Still, Sarah liked Lorelei. How could she not? Her warm smile bloomed with an ease that bespoke her kindness. Her eyes shone with calm joy. There was no doubt in Sarah’s mind why her father had chosen this new bride after so many years. Sarah couldn’t imagine anyone less inclined to melancholia or instability.

“We must have you and James over for dinner soon,” Lorelei chattered as she took a seat. “I daresay it’s been two weeks since we’ve seen you.”

“It’s my fault, of course. I keep meaning to have a small dinner party. I promise to speak with Cook as soon as I get home.”

Lorelei handed her a cup of tea, already sweetened with two lumps of sugar just as Sarah liked it. “Forgetful? Why, don’t tell me you’re feeling ill in the mornings as well?” Her eyes darted quickly to Sarah’s middle.

“Oh, no!” she protested. “Not at all.”

A moment passed. Lorelei’s smile blossomed. Her cheeks went pink. “I am!” she suddenly blurted out. “I mean…that is to say that I am feeling unwell in the mornings!”

“Oh?”

“We can talk about these things now, can we not? We are both old married women, after all. Oh, Sarah!” Her delighted laugh finally drove home the point that Sarah had missed.

“You are expecting?” She looked with disbelief at Lorelei’s flat stomach.

“Yes! I am so happy, and your father as well. And you, Sarah! You will be a sister!”

“A sister,” she repeated, stunned. Despite her shock, she had to grin, if only in response to Lorelei’s joy. Still, she couldn’t help but reel at the thought that her father and Lorelei had been doing the same kinds of things that Sarah and James had. And if she’d conceived, did this mean that Loreleienjoyed the marriage bed as well? Sarah blinked and shoved the thought away. It didn’t bear thinking about.

To hide her shock, she pulled her stepmother into a tight hug. “I am so happy for you.”

“I have always wanted to be a mother,” she whispered into Sarah’s shoulder. “Always.”

“You will be wonderful.” And she would be. Nothing like Sarah’s own mother, who had spent so much time in her bed that she’d hardly seemed real.

Sarah cleared her throat as she sat back and straightened her skirts. “Have you…?” She reached for her tea and took a bracing sip before she tried again. “Has my father ever spoken to you of my mother?”

Her smile faded into a look of surprise. “Oh, Sarah. I’m so sorry. I did not mean to be insensitive.”

“Nonsense,” Sarah said immediately. “Your words only brought her to mind. I find I have been thinking of her lately, being newly married. It is quite a change of circumstance.”

“Oh, it is wonderful, is it not? I thought I should never marry, but your father seemed relieved that I was firmly on the shelf.

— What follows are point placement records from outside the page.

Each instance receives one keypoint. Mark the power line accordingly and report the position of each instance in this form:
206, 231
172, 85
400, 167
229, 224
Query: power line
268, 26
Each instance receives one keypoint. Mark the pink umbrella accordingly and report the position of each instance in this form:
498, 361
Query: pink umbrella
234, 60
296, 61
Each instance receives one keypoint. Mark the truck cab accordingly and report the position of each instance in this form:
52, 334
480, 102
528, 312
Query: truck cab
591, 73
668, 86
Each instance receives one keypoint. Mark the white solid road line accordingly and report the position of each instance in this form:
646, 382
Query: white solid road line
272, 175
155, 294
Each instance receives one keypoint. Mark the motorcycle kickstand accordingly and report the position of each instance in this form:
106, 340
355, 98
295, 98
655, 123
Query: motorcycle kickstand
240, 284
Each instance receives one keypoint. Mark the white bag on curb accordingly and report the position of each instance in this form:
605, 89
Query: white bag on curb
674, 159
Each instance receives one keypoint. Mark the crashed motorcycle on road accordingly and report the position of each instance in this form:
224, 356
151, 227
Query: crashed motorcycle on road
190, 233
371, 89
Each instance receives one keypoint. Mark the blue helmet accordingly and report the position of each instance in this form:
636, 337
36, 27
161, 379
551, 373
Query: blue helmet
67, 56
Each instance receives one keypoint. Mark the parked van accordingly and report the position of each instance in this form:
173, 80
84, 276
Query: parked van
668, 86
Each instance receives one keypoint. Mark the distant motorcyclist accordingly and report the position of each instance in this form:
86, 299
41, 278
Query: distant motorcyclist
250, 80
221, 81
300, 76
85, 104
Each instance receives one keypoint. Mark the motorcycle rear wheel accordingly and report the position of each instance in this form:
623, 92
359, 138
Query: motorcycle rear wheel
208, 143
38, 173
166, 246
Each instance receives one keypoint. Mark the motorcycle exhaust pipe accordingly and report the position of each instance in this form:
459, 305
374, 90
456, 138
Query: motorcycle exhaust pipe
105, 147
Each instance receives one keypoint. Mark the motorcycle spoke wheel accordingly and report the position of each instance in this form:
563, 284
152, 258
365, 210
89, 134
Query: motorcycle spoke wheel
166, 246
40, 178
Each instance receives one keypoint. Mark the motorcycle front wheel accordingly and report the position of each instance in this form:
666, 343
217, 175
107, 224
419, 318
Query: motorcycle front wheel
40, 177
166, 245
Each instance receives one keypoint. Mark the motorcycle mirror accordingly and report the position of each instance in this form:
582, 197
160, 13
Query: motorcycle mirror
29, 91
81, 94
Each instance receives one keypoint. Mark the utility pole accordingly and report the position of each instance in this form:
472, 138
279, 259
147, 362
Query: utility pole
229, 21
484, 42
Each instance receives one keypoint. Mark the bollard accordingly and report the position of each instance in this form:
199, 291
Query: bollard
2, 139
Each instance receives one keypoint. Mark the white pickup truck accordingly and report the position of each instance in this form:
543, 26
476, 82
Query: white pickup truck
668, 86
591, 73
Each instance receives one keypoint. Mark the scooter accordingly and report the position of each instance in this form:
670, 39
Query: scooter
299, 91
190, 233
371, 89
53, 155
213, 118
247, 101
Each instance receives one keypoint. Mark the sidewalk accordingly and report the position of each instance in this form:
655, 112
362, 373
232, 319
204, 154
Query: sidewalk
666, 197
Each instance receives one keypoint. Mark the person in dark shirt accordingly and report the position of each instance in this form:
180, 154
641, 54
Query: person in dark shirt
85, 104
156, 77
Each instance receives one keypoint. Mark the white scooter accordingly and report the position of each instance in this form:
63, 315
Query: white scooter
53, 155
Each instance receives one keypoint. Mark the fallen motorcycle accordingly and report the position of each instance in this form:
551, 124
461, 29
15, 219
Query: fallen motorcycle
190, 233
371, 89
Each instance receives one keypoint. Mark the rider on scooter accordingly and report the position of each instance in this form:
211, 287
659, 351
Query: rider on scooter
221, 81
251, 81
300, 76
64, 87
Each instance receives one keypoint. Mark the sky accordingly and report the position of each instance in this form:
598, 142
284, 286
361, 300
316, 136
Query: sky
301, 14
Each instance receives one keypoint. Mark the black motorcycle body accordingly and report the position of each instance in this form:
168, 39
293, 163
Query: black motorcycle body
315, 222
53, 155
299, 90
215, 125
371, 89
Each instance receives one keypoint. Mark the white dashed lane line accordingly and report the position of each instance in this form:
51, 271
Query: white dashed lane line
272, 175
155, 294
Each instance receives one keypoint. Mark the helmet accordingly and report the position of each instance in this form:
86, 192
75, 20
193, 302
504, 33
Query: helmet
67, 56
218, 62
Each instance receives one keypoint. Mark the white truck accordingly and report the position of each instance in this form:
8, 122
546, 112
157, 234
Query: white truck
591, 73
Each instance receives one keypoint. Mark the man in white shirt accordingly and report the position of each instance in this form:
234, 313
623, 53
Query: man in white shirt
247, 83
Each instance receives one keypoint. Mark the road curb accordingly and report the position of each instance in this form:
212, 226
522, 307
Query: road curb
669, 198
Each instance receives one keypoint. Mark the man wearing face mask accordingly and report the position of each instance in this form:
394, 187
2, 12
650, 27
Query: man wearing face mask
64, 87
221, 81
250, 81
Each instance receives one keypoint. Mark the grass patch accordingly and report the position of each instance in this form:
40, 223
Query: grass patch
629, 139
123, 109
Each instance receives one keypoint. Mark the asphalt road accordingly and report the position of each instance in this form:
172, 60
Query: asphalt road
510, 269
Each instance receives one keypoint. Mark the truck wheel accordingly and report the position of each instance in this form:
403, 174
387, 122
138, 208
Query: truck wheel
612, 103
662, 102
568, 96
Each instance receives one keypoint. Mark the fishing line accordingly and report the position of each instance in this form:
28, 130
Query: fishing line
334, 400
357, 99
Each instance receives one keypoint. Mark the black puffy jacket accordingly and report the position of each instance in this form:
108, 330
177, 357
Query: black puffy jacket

Silly man.”

Yes, Sarah’s mother had been seventeen at their marriage, so Lorelei’s age could only have been an asset in his mind.

“But what was it you wanted to know?” she asked.

“My father, does he ever speak of her?”

“No, but you know how quiet he can be. I do know that she died, of course, after a long illness.” She clasped Sarah’s hand. “It must have been so hard for you.”